Professor of English and Director of Writing Alexis Hart and her international team of co-researchers are featured in Season 1, Episode 3 of the Elon University Center for Engaged Learning podcast, “Making College ‘Worth It.’“
In the episode, Hart and her co-researchers discuss how students make connections among their spheres of writing as they write for college courses, co-curricular activities, internships, work, civic or community activities, and self-motivated purposes and make a case for why college students and the people who support them need to attend to students’ writing in college and how those writing experiences prepare them for lifelong and lifewide writing.
Olivia Kraus ’24 and Emily Eschleman ’24, with Professor of Psychology and Neuroscience Rod Clark, recently published the second edition of the lab manual used for introductory Behavior Analysis courses with an accompanying rat lab.
Noel Oullette ’24 and Associate Professor of Biology & Geology Lisa Whitenack presented ongoing research on the paleontology of coastal National Parks at the Geological Society of America annual meeting in October.
This research collaborates with the National Parks Service and Georgia State University paleontologists. Oullette has a Paleontology in the Parks fellowship with the Paleontological Society and the National Parks Service, where he has been compiling information about the fossil resources and management challenges in 40 different National Parks across the United States, Guam, and the Virgin Islands.
The result of this work will be a National Parks Service report that will be distributed internally within the Service, plus an external-facing report for the general public.
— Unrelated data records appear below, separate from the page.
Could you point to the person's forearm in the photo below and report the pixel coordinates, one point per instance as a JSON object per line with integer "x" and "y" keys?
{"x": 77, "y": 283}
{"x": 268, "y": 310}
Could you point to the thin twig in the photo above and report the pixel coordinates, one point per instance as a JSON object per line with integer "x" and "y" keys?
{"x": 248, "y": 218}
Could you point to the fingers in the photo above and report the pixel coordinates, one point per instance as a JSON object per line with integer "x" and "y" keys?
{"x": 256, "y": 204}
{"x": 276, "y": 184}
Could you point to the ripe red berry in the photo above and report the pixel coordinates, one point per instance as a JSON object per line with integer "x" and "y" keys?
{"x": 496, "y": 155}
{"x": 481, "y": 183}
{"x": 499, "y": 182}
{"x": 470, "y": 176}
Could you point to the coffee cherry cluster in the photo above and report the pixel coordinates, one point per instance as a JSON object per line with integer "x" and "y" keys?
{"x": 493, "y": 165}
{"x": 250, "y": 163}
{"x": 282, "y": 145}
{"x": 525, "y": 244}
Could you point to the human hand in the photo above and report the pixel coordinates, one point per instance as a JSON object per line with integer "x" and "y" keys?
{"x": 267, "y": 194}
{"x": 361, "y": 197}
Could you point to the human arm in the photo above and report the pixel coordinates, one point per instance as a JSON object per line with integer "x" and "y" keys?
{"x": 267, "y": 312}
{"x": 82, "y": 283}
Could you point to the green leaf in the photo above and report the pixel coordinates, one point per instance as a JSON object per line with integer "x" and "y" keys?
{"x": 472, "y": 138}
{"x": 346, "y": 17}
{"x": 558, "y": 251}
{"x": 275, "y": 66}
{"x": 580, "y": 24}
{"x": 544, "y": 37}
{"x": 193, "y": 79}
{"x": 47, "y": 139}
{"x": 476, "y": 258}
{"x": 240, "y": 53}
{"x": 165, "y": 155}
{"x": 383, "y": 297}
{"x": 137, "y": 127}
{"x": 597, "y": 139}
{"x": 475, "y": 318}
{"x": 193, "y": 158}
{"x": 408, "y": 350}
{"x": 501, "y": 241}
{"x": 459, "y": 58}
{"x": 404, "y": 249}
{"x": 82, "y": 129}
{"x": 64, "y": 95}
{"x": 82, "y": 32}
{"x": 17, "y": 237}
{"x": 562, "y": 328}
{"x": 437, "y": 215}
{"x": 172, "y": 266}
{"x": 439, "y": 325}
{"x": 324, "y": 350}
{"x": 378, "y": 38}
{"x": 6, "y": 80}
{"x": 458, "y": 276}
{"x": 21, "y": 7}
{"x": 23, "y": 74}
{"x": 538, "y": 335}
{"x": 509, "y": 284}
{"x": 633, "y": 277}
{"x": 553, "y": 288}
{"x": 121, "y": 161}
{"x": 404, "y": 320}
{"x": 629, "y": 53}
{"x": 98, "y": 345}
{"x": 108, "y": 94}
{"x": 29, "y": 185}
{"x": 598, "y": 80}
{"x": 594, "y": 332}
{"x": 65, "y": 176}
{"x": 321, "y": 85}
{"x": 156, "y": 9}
Assistant Professors Matt Bethurem and Kelly Pearce from the Department of Environmental Science and Sustainability (ESS) participated in the Transatlantic Symposium on Sustainable Development in Higher Education, which took place in Cambridge, Massachusetts.
During the symposium, Bethurem presented his work, “Small-town Climate Action: Establishing a Climate Action Plan in Meadville, PA,” with George Ackerman ’21 as a co-author.
Pearce delivered a presentation titled “Expanding Sustainability to Include our Non-Human Partners: The Role of College Campuses in Supporting Wildlife Habitat” with co-authors:
- Richard Bowden, ESS Professor
- Kelly Boulton ’02, Director of Sustainability
- Beth Choate, Deputy Director of the Center for Environment and Society at Washington College
- Kaitlyn Royal ’24
- Ava Lock ’24
- Beatrice Foley ’25
- Emily Tecklenberg ’24
Faculty travel funds provided financial support for the symposium.